Please see below for operating skeds next week and some thoughts about amateur radio and possible options for future operating and encouraging newcomers and listeners to our hobby.
Your comments would be welcome.
Net Operating Times and Schedules
Gordon has suggested we operate for an hour next week.
|—–Original Message—–From: Gordon MacNaught [mailto:email@example.com]
Sent: 18 April 2015 09:08
As promised, this email outlines frequencies and times for next week the 25th April.
0730 local, open on 3.722 Mhz
0800 local, open on 5.37150 and if busy, change to 5.39850.
Stu, I have sent this only to those on the net this morning.
Please can you forward to others on your normal mailing list.
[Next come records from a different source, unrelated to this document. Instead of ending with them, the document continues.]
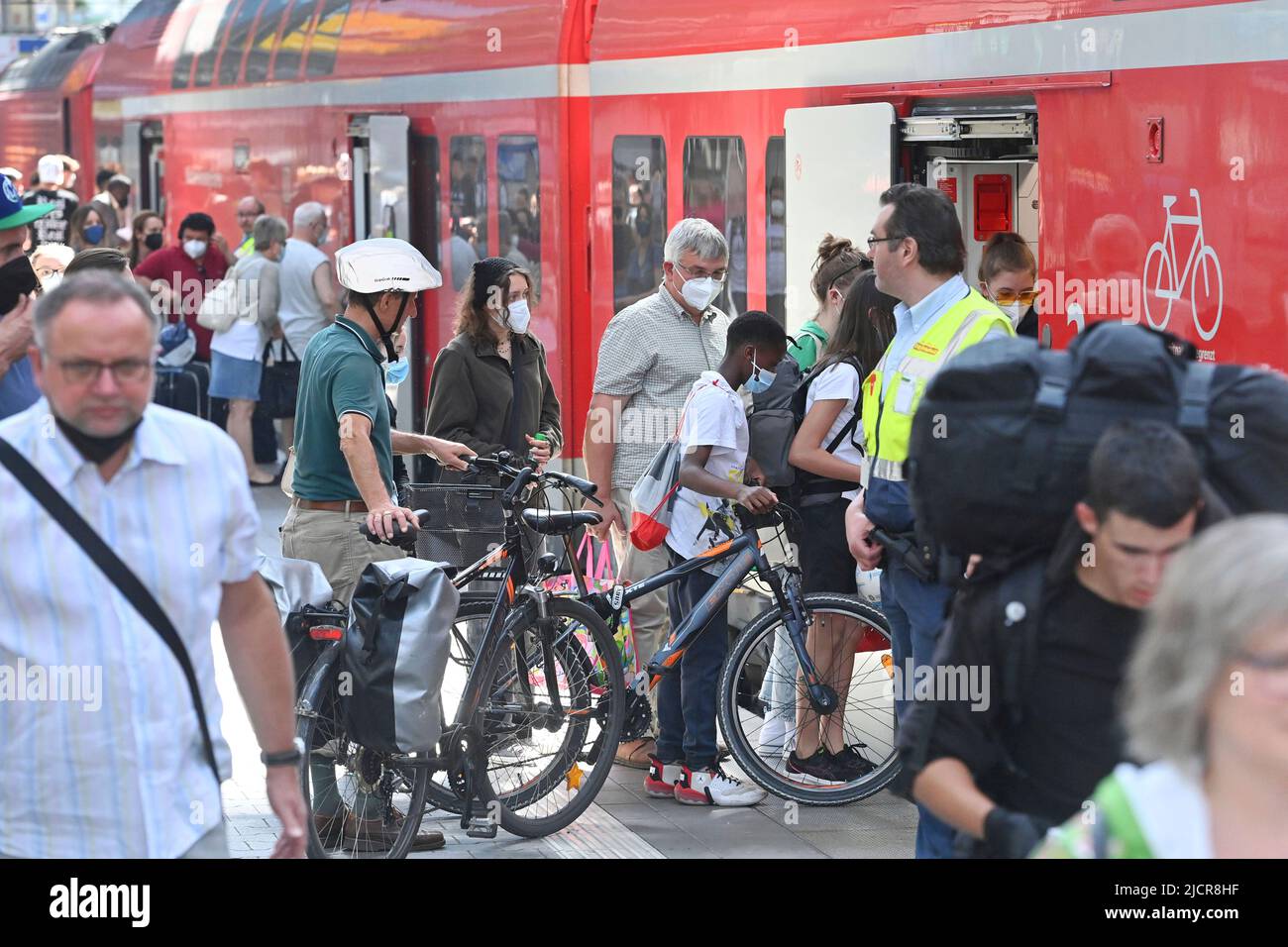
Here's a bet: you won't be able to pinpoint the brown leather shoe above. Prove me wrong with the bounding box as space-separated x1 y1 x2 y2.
344 811 447 852
613 737 657 770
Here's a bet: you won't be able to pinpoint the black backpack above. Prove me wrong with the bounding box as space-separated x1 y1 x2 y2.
909 322 1288 561
747 356 863 500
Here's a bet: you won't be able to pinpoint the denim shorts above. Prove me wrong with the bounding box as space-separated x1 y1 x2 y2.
210 352 265 401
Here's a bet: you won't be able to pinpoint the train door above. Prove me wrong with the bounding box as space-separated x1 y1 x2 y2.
785 95 1051 342
783 102 897 333
121 121 168 223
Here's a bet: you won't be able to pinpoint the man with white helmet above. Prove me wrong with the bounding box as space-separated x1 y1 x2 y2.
282 239 473 852
282 237 473 601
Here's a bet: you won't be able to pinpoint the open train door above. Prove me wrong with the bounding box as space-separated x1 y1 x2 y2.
349 115 428 479
783 102 898 333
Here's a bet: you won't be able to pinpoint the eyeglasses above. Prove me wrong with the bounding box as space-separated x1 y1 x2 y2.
58 359 152 385
675 263 729 282
993 290 1038 305
868 236 903 253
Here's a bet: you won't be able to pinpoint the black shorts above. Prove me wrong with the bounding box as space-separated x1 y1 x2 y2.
800 497 859 595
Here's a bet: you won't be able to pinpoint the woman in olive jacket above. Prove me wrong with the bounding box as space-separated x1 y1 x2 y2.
425 257 563 464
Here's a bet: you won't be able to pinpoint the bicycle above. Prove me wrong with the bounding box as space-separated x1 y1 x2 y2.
458 459 899 805
296 456 625 858
1141 188 1225 342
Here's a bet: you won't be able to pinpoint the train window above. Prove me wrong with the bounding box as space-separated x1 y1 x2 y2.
496 136 541 299
188 0 241 87
684 138 747 316
613 136 666 312
219 0 262 85
450 136 488 292
305 0 349 76
243 0 291 82
273 0 317 78
765 136 787 325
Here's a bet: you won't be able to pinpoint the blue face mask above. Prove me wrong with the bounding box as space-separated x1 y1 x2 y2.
743 349 778 394
385 359 411 385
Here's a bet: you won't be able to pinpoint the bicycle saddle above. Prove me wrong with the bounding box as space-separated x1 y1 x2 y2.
523 510 604 536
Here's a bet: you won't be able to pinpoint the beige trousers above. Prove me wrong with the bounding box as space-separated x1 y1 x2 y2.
282 504 407 604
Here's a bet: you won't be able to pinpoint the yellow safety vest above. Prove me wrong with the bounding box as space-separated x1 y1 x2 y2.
863 290 1015 481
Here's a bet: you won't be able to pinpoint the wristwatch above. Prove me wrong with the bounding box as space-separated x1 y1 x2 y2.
259 737 304 767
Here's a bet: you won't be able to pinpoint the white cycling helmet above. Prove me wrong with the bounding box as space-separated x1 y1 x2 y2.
335 237 443 292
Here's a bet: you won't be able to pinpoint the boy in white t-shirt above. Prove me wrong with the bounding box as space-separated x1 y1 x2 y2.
644 310 787 805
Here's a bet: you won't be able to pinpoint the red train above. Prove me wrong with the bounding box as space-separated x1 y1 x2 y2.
0 0 1288 453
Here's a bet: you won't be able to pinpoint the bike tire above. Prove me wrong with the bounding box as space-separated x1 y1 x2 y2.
718 592 899 805
425 601 593 815
473 596 626 839
295 656 429 858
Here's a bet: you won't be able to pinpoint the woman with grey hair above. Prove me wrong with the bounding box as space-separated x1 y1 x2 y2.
1034 514 1288 858
210 217 287 487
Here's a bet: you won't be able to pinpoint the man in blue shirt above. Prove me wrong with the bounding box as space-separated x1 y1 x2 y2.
0 177 55 417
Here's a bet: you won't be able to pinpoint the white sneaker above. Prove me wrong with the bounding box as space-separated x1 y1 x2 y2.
675 767 765 805
756 714 789 758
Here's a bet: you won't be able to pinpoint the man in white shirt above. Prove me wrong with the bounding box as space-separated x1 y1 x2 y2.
273 201 340 447
644 312 787 805
0 273 306 858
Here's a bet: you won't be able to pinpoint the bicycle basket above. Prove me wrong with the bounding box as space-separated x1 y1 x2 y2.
407 483 505 567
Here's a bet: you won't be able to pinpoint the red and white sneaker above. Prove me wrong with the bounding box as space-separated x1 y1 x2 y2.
675 767 765 805
644 754 684 798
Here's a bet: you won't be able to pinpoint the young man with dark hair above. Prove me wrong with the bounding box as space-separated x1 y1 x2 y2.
899 421 1211 858
134 211 228 364
644 310 787 805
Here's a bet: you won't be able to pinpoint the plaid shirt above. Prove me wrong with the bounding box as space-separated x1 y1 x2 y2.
590 286 729 489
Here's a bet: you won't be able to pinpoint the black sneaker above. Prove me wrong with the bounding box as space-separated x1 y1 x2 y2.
787 746 853 783
829 742 877 783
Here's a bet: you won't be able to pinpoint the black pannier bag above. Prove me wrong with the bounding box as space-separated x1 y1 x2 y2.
340 559 460 753
909 322 1288 558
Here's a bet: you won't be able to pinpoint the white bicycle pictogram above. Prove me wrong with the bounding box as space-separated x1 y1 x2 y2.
1141 188 1225 342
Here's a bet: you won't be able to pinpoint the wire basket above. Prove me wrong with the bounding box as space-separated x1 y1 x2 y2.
407 483 505 567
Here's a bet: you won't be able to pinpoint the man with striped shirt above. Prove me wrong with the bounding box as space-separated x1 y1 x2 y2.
0 273 306 858
584 217 729 770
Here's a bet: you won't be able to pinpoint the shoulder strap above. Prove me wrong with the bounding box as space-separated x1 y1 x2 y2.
0 438 220 785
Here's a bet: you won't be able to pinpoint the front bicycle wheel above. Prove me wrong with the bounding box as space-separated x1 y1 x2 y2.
718 592 899 805
295 657 429 858
473 598 626 839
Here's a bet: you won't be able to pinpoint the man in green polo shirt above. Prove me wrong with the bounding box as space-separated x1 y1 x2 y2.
282 239 473 852
282 239 473 601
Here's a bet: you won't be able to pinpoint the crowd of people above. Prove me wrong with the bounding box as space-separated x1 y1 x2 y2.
0 156 1288 857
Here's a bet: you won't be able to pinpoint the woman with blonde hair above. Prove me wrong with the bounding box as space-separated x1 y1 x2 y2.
1035 514 1288 858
Thanks and see you all next week!
73 de Gordon G3WOV/G3RE
If we adopt this as a plan going forward, it will allow for those stations who are not licensed to operate on 60m to join in.
New Licence Conditions
Has everyone read their new licence and does everyone agree that 5Mhz can be used to contact military stations? If so then we could encourage this as a feature of the net. This is quite an exciting possibility. It’s worth doing a double take and setting something up if I read it right.
People can listen to the net via the Hackgreen Web SDR or shortwave radio.
Royal Engineers Club Stations G3RE and G3XRE
In the corps, two amateur radio stations serve to highlight the corps presence and interest in radio and electronics. ( as well as local radio and electronics clubs which have operated from time to time in units). Special events are mounted from time to time which highlight historical events involving the corps.
Traditionally G3RE has been operated by the veterans of the corps, and using conventional kit it operates at the home of the operator on a rotational basis. G3XRE is usually operated by serving soldiers at its signals training wing (as far as we know – as veterans this is still the case).
In conversation with Spike, G4AKQ about operating G3RE as a club station, (after OFCOM waived the requirement to notify them in advance what address we are operating from), we concluded there are advantages and disadvantages to operating as we do. While the current way G3RE operates has limitations it works very well for the club members. The disadvantages are:
- Lack of central logging and we suspect QSLing to be rare. (This is a shame as we need to have our cards seen. To get over this I proposed we set up a central log on the web and then send out an eQSL card for callers and short wave listeners.).
- G3RE can’t be operated legally, as a club station can, by intermediate and foundation licensees under supervision.
- Signals are variable due to different equipment at different sites. I would not operate G3RE for example until I had sorted out the noise issues affecting my receiver. (Can’t hear ‘em, can’t work ‘em.) Until recently I didn’t have the power to be confident I could reach everyone. These are quite common and increasingly so.
(It has advantages, for me the advantage is it encourages self-training in HF Techniques particularly NVIS and the study of spectrum use, and propagation, etc)
Amateur Radio in the 20th and 21st Century
Having listened to many views it is plain to see amateur radio means different things to different people.
Amateur radio is changing and evolving into a highly complex digital hobby which is still very relevant in this day and age. We also keep alive and showcase skills which go right back to the early days of radio – some of which are still highly relevant.
Some things can’t or won’t be digitised because it isn’t possible, desirable or safe yet to commit them to cyberspace.
Remote Radio Stations
However as Digital modes and Software defined radio are taking off we noticed software defined radio can be easily remotely controlled via the internet or telephone line and in the conversation with Spike we concluded we could overcome the disadvantages of operating two separate club stations.
In my investigations of this I have found that you could hire a well sited DX Station with remote high gain antennas, sophisticated HF Receivers and High Power Transmitters for 50 Cents a minute and opeate it from the comfort of home. So some benefits are obvious for contest operators with moderate equipment and money to burnJ.
How could we take advantage of this?
In the conversation with Spike we thought about the possibilities for G3RE and what the advantages would be of remote control for us if we could set up such a station. It would certainly provide a single stable operating base with a consistent signal and open our station up for wider use by all interested parties. Listeners would be attracted, new operators would be attracted, The corps would be seen to be at the leading edge developments and foundation and intermediate licensees could train under supervision.